My point is, why are our scientists out there playing around like this? I can only go with the argument that they’re trying to make more useful animals just so far. What the hell do we actually need a liger for, anyhow? To rough up the all the lions and tigers? My ass. Last time I checked, we had the whole lion and tiger situation under control. It’s why we have those “gun” things, to keep beasties in line. In fact, we’re so good at keeping those badass cats in line, we’ve almost wiped them out. Maybe we should work on breeding more of the normal kind of animals instead of making big super-sized animals that are likely only to end up fucking our shit up.
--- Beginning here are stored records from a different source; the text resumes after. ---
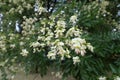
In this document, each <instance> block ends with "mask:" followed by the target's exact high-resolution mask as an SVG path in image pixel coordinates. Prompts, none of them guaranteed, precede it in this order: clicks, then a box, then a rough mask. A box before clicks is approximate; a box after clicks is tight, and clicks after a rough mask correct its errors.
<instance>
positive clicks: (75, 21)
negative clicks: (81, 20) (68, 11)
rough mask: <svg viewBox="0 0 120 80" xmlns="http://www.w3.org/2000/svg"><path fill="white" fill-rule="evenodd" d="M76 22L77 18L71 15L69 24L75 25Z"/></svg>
mask: <svg viewBox="0 0 120 80" xmlns="http://www.w3.org/2000/svg"><path fill="white" fill-rule="evenodd" d="M76 21H78V19H77V16H76V15H73V16H71V17H70V22H72V23H73V24H75V23H76Z"/></svg>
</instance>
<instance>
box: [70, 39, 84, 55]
mask: <svg viewBox="0 0 120 80" xmlns="http://www.w3.org/2000/svg"><path fill="white" fill-rule="evenodd" d="M85 44H86V41H85V39H81V38H73V39H72V41H71V48H72V49H74V50H75V52H76V53H77V54H78V53H81V55H82V56H84V54H85V53H86V51H85V49H86V45H85Z"/></svg>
Captive and docile now, sure, but you get one duck-billed platybear with a dream to lead an army of ligers with opposable thumbs, and it’s game over.
 
For the sake of all of us, science wonks, please stick to some more conventional things to play with. “Hey, you got chocolate in my peanut butter!” is something I can handle hearing, but I swear to you I can go my whole life without needing to hear something like “Hey, you got gorilla in my kangaroo!” Kangorilla? What in the hell would we do with one of THOSE?


Fingers complains about all of these cross-breed animals now, but we bet he won't complain when his mutant dog-goat keeps his lawn trimmed.